How to remove unique strings from a textfile?

Using awk:

$ awk 'seen[$0]++; seen[$0] == 2' file
Happy sad
Happy sad
Happy sad
Happy sad
Happy sad
Mad happy
Mad happy

This uses the text of each line as the key into the associative array seen. The first seen[$0]++ will cause a line that has been seen before to be printed since the value associated with the line will be non-zero on the second and subsequent times the line is seen. The seen[$0] == 2 causes the line to be printed again if this is the second time the line has been seen (without this, you'll miss one occurrence of each duplicated line).

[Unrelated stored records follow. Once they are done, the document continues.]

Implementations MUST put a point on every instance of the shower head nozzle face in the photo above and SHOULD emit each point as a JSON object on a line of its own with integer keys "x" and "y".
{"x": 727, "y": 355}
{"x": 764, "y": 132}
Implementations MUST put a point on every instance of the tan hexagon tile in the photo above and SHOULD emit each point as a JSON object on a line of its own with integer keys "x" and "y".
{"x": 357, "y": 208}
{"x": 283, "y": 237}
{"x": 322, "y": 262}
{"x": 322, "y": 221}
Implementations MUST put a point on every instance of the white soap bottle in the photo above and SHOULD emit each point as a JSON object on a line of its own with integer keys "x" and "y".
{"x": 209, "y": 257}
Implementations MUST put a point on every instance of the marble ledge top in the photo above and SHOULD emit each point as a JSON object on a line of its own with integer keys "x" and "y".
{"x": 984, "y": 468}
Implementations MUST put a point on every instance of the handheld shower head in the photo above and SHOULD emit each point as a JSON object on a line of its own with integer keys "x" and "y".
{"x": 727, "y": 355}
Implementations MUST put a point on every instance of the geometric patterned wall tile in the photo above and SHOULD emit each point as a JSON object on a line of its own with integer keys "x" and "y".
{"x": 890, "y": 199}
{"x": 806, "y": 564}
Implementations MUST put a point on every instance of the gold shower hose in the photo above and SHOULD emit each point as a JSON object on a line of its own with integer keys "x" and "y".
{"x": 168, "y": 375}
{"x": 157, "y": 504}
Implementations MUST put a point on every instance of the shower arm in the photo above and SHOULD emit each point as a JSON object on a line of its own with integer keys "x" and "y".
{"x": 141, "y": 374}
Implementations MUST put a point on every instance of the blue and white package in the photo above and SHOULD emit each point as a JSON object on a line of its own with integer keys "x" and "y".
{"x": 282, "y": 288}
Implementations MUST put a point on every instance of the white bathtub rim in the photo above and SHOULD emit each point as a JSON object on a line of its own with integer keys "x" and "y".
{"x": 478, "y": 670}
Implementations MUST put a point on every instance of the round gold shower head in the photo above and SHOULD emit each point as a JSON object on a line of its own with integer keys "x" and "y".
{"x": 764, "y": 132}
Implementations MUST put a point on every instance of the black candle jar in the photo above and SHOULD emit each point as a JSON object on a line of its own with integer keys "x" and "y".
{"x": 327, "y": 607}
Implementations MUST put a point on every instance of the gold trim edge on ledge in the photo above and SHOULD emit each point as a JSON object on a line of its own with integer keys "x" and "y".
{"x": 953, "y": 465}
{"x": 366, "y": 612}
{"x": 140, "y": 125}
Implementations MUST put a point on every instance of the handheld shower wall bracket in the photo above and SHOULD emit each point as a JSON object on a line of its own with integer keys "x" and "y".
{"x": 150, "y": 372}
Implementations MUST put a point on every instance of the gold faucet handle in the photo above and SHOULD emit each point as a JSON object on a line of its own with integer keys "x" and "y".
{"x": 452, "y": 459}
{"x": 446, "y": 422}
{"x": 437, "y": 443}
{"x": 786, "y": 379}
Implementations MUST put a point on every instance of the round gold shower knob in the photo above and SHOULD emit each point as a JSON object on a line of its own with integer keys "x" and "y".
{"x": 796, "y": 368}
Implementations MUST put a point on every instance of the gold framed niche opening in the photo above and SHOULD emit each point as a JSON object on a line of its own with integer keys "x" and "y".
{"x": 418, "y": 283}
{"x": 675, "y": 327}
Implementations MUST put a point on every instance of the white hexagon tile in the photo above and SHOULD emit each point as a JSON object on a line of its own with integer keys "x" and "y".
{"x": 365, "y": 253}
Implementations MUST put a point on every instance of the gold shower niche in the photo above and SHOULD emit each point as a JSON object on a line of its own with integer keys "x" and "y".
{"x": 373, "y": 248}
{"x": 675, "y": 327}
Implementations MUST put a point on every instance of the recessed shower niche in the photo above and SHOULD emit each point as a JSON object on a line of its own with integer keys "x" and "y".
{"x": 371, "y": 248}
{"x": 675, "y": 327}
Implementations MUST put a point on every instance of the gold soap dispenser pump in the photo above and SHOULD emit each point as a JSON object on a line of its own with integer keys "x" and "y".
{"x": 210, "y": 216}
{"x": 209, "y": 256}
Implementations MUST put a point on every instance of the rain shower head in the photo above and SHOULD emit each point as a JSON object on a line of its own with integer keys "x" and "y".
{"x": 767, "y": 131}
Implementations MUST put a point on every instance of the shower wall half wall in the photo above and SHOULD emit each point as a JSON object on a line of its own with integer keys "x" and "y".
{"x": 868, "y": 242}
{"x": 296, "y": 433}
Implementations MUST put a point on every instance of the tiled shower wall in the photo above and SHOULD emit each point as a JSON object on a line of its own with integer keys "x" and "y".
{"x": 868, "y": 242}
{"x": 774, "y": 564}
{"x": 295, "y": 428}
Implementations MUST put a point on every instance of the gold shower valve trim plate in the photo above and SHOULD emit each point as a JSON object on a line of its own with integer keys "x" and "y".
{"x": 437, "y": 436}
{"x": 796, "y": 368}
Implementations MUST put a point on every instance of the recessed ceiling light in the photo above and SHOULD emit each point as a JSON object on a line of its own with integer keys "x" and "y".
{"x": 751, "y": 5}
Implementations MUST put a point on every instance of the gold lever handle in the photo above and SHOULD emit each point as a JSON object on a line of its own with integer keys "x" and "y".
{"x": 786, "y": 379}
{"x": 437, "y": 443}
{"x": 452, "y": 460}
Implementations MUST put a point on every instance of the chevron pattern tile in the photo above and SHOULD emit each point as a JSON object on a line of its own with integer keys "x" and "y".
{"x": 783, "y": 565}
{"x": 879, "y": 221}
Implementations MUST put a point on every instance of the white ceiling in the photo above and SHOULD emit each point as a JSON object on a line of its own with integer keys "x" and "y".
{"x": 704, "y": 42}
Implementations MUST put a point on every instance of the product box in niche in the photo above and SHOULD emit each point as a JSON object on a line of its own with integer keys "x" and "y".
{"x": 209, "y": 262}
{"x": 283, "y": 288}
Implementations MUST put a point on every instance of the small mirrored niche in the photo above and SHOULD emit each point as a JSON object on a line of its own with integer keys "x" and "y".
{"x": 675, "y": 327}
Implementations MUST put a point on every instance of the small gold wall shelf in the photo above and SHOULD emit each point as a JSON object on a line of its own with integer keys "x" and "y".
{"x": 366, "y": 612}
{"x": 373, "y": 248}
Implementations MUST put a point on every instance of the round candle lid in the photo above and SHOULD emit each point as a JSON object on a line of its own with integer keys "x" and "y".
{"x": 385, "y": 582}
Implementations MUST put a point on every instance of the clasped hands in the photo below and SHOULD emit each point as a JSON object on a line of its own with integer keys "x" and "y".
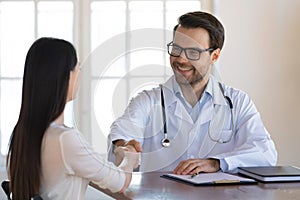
{"x": 190, "y": 166}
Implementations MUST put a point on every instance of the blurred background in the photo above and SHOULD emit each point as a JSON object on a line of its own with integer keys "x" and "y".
{"x": 121, "y": 45}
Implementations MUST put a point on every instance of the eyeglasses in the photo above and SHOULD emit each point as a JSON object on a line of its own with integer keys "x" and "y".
{"x": 190, "y": 53}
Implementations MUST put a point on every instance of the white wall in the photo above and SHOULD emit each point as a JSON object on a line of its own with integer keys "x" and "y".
{"x": 261, "y": 56}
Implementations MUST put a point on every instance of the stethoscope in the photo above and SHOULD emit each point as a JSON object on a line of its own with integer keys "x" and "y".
{"x": 165, "y": 142}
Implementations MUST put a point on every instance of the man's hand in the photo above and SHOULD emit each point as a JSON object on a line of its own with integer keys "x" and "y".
{"x": 192, "y": 166}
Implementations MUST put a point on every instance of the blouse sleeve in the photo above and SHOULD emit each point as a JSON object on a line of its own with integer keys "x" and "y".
{"x": 82, "y": 161}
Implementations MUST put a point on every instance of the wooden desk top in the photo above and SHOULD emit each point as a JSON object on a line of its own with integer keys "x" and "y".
{"x": 152, "y": 186}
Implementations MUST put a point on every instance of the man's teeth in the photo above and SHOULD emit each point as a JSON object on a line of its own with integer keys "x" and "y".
{"x": 184, "y": 68}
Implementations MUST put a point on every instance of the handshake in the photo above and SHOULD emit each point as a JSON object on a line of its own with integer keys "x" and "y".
{"x": 127, "y": 158}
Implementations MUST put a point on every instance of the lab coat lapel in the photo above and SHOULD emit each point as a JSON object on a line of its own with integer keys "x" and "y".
{"x": 173, "y": 104}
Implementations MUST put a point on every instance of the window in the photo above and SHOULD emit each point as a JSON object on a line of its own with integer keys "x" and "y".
{"x": 128, "y": 55}
{"x": 121, "y": 45}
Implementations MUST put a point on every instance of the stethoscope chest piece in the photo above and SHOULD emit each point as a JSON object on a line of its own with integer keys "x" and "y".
{"x": 165, "y": 142}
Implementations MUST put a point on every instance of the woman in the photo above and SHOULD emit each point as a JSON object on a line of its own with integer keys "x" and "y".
{"x": 45, "y": 157}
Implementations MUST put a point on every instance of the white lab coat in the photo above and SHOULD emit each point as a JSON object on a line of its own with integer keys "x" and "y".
{"x": 250, "y": 145}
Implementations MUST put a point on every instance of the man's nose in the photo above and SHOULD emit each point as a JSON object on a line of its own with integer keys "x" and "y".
{"x": 182, "y": 57}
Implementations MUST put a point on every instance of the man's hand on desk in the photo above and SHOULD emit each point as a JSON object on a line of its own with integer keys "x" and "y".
{"x": 193, "y": 166}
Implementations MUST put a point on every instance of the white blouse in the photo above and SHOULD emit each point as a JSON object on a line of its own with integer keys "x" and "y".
{"x": 69, "y": 164}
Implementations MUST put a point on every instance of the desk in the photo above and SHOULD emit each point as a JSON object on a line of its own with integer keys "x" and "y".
{"x": 152, "y": 186}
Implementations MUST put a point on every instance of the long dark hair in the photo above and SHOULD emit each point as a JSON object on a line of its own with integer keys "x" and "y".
{"x": 44, "y": 95}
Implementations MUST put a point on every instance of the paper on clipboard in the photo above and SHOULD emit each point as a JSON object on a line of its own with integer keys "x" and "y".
{"x": 217, "y": 178}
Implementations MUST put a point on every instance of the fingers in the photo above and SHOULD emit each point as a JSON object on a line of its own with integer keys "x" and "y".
{"x": 193, "y": 166}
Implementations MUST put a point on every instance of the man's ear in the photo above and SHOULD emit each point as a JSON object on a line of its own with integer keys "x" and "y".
{"x": 215, "y": 55}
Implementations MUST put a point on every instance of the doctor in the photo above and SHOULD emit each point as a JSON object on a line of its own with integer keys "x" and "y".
{"x": 192, "y": 123}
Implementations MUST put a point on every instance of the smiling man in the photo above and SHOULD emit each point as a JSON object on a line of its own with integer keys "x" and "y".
{"x": 209, "y": 125}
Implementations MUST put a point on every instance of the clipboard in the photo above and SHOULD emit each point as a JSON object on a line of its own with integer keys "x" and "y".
{"x": 209, "y": 179}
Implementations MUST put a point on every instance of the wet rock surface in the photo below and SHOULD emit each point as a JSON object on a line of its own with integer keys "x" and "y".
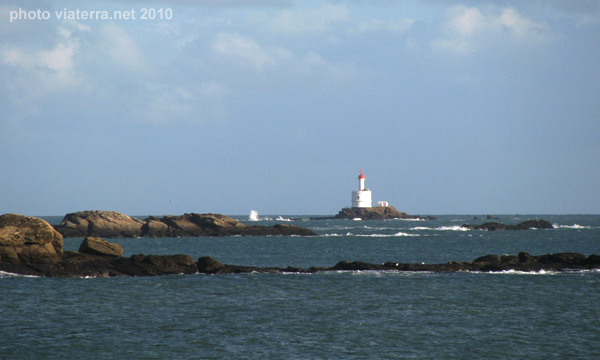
{"x": 525, "y": 225}
{"x": 111, "y": 224}
{"x": 375, "y": 213}
{"x": 30, "y": 246}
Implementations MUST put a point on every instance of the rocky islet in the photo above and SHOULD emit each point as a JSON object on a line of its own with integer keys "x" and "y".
{"x": 30, "y": 246}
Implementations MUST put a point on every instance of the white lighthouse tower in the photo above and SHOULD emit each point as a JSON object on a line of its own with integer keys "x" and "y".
{"x": 362, "y": 197}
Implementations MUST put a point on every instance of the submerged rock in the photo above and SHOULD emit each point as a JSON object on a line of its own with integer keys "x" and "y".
{"x": 30, "y": 246}
{"x": 111, "y": 224}
{"x": 525, "y": 225}
{"x": 28, "y": 240}
{"x": 97, "y": 246}
{"x": 374, "y": 213}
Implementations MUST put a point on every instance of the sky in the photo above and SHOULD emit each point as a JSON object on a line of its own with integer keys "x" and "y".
{"x": 449, "y": 107}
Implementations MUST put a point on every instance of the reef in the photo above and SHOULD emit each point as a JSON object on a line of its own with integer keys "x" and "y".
{"x": 30, "y": 246}
{"x": 525, "y": 225}
{"x": 111, "y": 224}
{"x": 376, "y": 213}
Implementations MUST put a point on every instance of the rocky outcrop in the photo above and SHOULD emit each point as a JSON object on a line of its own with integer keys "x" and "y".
{"x": 97, "y": 246}
{"x": 374, "y": 213}
{"x": 525, "y": 225}
{"x": 30, "y": 246}
{"x": 488, "y": 263}
{"x": 28, "y": 240}
{"x": 110, "y": 224}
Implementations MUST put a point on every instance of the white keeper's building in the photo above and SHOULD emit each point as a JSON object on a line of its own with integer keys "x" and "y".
{"x": 362, "y": 197}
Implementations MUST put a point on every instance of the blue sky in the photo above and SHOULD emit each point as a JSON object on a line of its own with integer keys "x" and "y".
{"x": 450, "y": 107}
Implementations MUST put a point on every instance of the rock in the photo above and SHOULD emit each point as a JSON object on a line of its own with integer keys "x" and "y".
{"x": 535, "y": 224}
{"x": 98, "y": 246}
{"x": 110, "y": 224}
{"x": 488, "y": 259}
{"x": 563, "y": 258}
{"x": 593, "y": 260}
{"x": 525, "y": 225}
{"x": 106, "y": 224}
{"x": 525, "y": 257}
{"x": 29, "y": 240}
{"x": 373, "y": 213}
{"x": 208, "y": 265}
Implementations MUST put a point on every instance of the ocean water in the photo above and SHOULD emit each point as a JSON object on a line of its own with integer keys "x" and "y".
{"x": 356, "y": 315}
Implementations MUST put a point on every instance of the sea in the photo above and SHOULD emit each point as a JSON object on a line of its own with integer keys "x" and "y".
{"x": 333, "y": 315}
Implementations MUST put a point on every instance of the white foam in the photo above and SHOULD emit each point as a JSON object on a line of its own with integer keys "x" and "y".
{"x": 442, "y": 228}
{"x": 409, "y": 219}
{"x": 384, "y": 235}
{"x": 253, "y": 215}
{"x": 574, "y": 226}
{"x": 4, "y": 274}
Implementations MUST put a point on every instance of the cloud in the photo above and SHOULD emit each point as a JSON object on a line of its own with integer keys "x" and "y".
{"x": 121, "y": 50}
{"x": 310, "y": 20}
{"x": 467, "y": 28}
{"x": 167, "y": 103}
{"x": 38, "y": 70}
{"x": 245, "y": 48}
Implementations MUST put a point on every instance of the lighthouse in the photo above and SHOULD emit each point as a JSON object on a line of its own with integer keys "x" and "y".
{"x": 362, "y": 197}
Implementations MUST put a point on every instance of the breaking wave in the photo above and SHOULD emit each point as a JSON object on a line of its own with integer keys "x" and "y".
{"x": 442, "y": 228}
{"x": 574, "y": 226}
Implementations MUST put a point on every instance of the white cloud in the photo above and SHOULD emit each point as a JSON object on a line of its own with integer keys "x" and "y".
{"x": 165, "y": 103}
{"x": 122, "y": 50}
{"x": 237, "y": 46}
{"x": 467, "y": 21}
{"x": 313, "y": 20}
{"x": 43, "y": 70}
{"x": 467, "y": 28}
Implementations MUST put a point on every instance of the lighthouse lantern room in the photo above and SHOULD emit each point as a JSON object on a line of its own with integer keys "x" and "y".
{"x": 362, "y": 197}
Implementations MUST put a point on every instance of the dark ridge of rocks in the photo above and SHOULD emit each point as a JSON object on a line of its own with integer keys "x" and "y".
{"x": 111, "y": 224}
{"x": 30, "y": 246}
{"x": 525, "y": 225}
{"x": 375, "y": 213}
{"x": 97, "y": 246}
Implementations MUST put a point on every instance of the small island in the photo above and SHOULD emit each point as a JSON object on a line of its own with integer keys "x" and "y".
{"x": 362, "y": 207}
{"x": 111, "y": 224}
{"x": 31, "y": 246}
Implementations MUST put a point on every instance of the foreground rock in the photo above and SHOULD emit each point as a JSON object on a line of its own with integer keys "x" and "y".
{"x": 375, "y": 213}
{"x": 489, "y": 263}
{"x": 26, "y": 239}
{"x": 30, "y": 246}
{"x": 111, "y": 224}
{"x": 525, "y": 225}
{"x": 98, "y": 246}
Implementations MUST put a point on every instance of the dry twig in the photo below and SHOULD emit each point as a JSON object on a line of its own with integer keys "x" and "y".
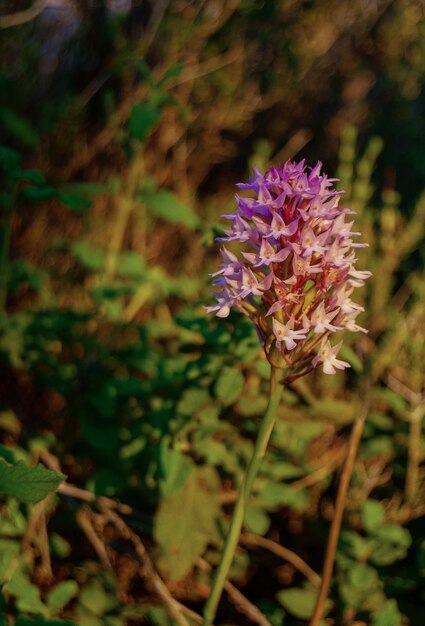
{"x": 239, "y": 600}
{"x": 292, "y": 558}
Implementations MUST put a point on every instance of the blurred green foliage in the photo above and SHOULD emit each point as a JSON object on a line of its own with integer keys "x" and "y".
{"x": 112, "y": 373}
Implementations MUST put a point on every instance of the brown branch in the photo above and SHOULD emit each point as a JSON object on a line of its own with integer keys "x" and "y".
{"x": 67, "y": 489}
{"x": 148, "y": 572}
{"x": 286, "y": 554}
{"x": 87, "y": 152}
{"x": 344, "y": 484}
{"x": 23, "y": 17}
{"x": 86, "y": 525}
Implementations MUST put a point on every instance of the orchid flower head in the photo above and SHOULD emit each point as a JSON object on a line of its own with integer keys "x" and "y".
{"x": 292, "y": 269}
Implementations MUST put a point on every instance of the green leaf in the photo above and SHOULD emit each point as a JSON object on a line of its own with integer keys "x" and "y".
{"x": 391, "y": 543}
{"x": 27, "y": 595}
{"x": 186, "y": 522}
{"x": 174, "y": 469}
{"x": 257, "y": 520}
{"x": 29, "y": 484}
{"x": 299, "y": 602}
{"x": 131, "y": 265}
{"x": 60, "y": 595}
{"x": 10, "y": 160}
{"x": 354, "y": 544}
{"x": 274, "y": 495}
{"x": 192, "y": 400}
{"x": 229, "y": 384}
{"x": 349, "y": 355}
{"x": 142, "y": 119}
{"x": 167, "y": 206}
{"x": 75, "y": 201}
{"x": 38, "y": 194}
{"x": 373, "y": 515}
{"x": 172, "y": 72}
{"x": 388, "y": 615}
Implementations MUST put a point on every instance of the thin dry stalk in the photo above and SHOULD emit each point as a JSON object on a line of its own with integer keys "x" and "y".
{"x": 344, "y": 484}
{"x": 242, "y": 604}
{"x": 85, "y": 523}
{"x": 284, "y": 553}
{"x": 148, "y": 572}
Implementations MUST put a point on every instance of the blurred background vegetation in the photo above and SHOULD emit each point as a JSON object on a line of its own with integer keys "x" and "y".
{"x": 124, "y": 128}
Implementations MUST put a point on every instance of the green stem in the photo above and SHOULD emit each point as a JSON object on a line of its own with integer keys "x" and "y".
{"x": 234, "y": 531}
{"x": 5, "y": 230}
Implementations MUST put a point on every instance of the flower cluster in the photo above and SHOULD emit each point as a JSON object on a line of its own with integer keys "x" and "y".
{"x": 296, "y": 273}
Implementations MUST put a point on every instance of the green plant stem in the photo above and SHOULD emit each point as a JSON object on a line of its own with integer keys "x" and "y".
{"x": 234, "y": 531}
{"x": 341, "y": 498}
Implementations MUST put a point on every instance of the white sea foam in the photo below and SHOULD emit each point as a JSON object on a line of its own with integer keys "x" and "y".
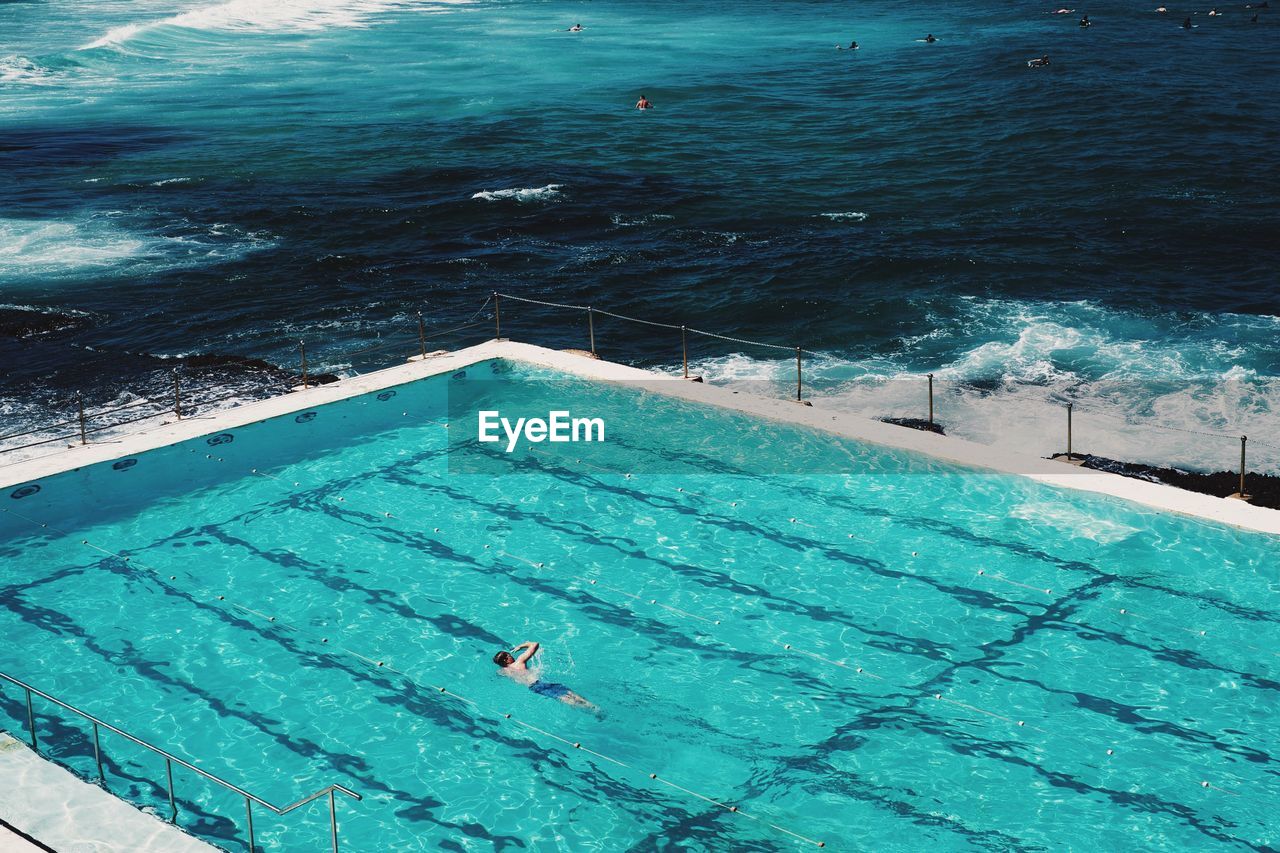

This is related to awk '!seen[$0]++' which is sometimes used to remove duplicates without sorting (see e.g. How does awk '!a[$0]++' work?).


To only get one copy of the duplicated lines:

awk 'seen[$0]++ == 1' file

or,

sort file | uniq -d

If the duplicates may not be contiguous and you need to preserve the order in the input, you could do it with awk and two passes, one to count the number of occurrences and one to print the lines that have been seen to occur more than once in the first pass:

awk 'second_pass {if (c[$0] > 1) print; next}
     {c[$0]++}' file.txt second_pass=1 file.txt

From man uniq:

-D print all duplicate lines

You can achieve your goal like so:

uniq -D file.txt